Pink memeluk papa mamanya.
“Terharu, terharu. Terharu, terharu,” katanya.
“Ma, kita beli rumah baru aja.”

Keluarga Ruben berniat mengadopsi Reigy. Mereka mendatangi panti asuhan. Mama Ruben heran karena ternyata Ruben sudah mengenal Reigy. Awalnya Robin dan Renata keberatan karena Reigy bisu. Tapi mamanya meyakinkan mereka Reigy berhak dapat keluarga.
“Reigy akan beruntung karena punya mama yang baik.”
“Dan kakak cowok yang ganteng,” kata Robin :p

Di sekolah, Ruben memberitahukan kabar itu pada Pink. tapi Pink nggak percaya. Dia sempat memeriksa dahi Ruben. Jangan2 Ruben lagi sakit.
“Gue serius, Pink.”
“Serius? Tapi kok bisa?”
“Ya bisa lah.”
“Elu kan nggak suka sama Reza.”
“Reza bisa punya keluarga angkat, kenapa Reigy enggak.”

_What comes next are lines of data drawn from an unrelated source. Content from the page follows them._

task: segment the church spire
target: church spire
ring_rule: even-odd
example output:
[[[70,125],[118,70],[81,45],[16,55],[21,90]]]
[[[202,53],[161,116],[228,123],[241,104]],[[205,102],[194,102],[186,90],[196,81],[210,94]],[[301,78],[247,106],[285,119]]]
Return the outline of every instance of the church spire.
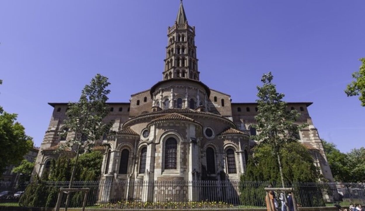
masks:
[[[188,24],[182,1],[175,24],[168,28],[167,37],[163,80],[179,78],[199,81],[195,27]]]
[[[185,24],[186,21],[186,15],[184,9],[184,6],[182,5],[182,0],[180,0],[180,7],[177,12],[177,16],[176,17],[176,22],[177,24]]]

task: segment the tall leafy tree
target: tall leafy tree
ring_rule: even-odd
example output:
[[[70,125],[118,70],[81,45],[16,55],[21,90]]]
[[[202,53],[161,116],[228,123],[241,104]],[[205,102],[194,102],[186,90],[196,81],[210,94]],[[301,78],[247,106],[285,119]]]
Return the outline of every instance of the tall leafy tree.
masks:
[[[355,80],[347,85],[345,92],[348,97],[360,95],[359,100],[361,106],[365,106],[365,57],[359,60],[362,64],[358,72],[352,73],[352,77]]]
[[[272,82],[273,78],[271,72],[264,74],[261,79],[262,86],[257,87],[258,114],[255,117],[257,123],[254,126],[259,133],[252,138],[272,149],[284,187],[280,149],[286,143],[296,141],[298,130],[306,125],[296,123],[300,114],[296,110],[288,109],[287,103],[283,100],[285,95],[277,91],[276,85]]]
[[[19,173],[19,176],[18,183],[22,184],[24,182],[27,182],[30,179],[32,176],[32,172],[34,168],[34,162],[30,162],[26,159],[22,161],[20,165],[13,169],[11,172],[15,173]]]
[[[333,143],[322,140],[322,144],[335,180],[343,182],[353,181],[347,155],[340,151]]]
[[[351,175],[349,181],[365,183],[365,148],[353,149],[347,154]]]
[[[78,101],[69,104],[69,109],[66,112],[68,118],[65,124],[75,135],[67,141],[65,147],[76,153],[75,165],[70,179],[70,188],[72,187],[78,166],[79,155],[90,150],[95,141],[109,131],[112,126],[112,122],[104,123],[103,121],[109,111],[106,103],[108,99],[107,95],[110,92],[107,87],[110,84],[108,78],[97,74],[89,84],[85,85]],[[68,195],[66,206],[69,201]]]
[[[0,173],[7,165],[19,164],[33,147],[32,138],[26,135],[24,127],[16,122],[17,116],[0,106]]]

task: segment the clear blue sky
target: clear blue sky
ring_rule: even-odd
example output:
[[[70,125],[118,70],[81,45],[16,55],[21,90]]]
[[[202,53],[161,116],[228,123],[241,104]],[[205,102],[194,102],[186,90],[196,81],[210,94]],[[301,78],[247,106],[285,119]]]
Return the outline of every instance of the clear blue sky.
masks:
[[[110,78],[110,101],[162,79],[167,27],[178,0],[0,2],[0,105],[37,146],[49,102],[78,100],[97,73]],[[200,79],[253,102],[272,71],[288,101],[309,108],[321,137],[343,151],[364,146],[365,108],[343,90],[365,57],[365,1],[184,0],[195,26]]]

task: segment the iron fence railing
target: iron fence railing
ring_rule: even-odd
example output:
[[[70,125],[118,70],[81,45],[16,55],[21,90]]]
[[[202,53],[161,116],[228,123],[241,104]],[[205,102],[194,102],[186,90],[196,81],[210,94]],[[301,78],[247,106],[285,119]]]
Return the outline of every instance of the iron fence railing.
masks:
[[[87,206],[119,209],[206,209],[266,207],[264,188],[267,182],[228,181],[77,181],[73,188],[89,189]],[[54,207],[60,188],[68,182],[47,181],[12,187],[0,183],[0,206]],[[272,184],[279,187],[278,184]],[[297,183],[293,188],[297,202],[303,207],[365,203],[365,184]],[[81,192],[70,193],[69,207],[80,207]],[[280,193],[276,193],[278,203]],[[66,195],[61,202],[64,206]],[[280,206],[280,204],[279,204]]]

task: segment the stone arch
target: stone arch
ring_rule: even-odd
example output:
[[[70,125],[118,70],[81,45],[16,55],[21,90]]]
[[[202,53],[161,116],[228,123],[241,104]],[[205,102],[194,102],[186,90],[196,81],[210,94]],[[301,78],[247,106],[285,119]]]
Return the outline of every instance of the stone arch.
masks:
[[[203,147],[203,151],[205,151],[207,150],[207,148],[210,147],[213,148],[213,149],[214,150],[216,151],[216,153],[220,153],[221,151],[219,150],[219,148],[217,146],[214,142],[212,141],[208,141],[205,143],[204,145],[204,146]]]
[[[133,145],[131,143],[128,142],[123,142],[120,143],[117,147],[115,150],[118,151],[121,151],[123,149],[126,148],[129,150],[131,153],[134,153]]]
[[[161,170],[163,172],[165,170],[165,143],[166,141],[170,138],[173,138],[177,142],[176,148],[176,169],[172,169],[176,172],[180,171],[180,149],[181,142],[183,141],[182,137],[177,131],[174,130],[168,130],[164,133],[161,136],[159,142],[162,144],[162,159],[161,159]],[[169,170],[170,169],[169,169]]]
[[[231,143],[228,143],[223,145],[223,151],[225,152],[226,150],[230,147],[233,148],[233,149],[234,150],[235,152],[239,151],[238,147],[236,145]]]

Reza mendatangi panti asuhan. Dan dia nggak setuju kalau Reigy diadopsi.

Pink dan Ruben duduk berdua di taman. Dia tidak menyangka keluarga Ruben mau mengangkat Reigy jadi anak. Ruben juga senang karena Pink mau mengakui dirinya sebagai pahlawan di hadapan Reza.
“Yee...siapa.” Pink tidak terima.
“Jangan gengsi deh, Pink,” goda Ruben. Mereka bersenda gurau.
Kemudian Pink lari, Ruben mengejar. Setelah Ruben berhasil meraih Pink, ia pun memeluknya dari belakang.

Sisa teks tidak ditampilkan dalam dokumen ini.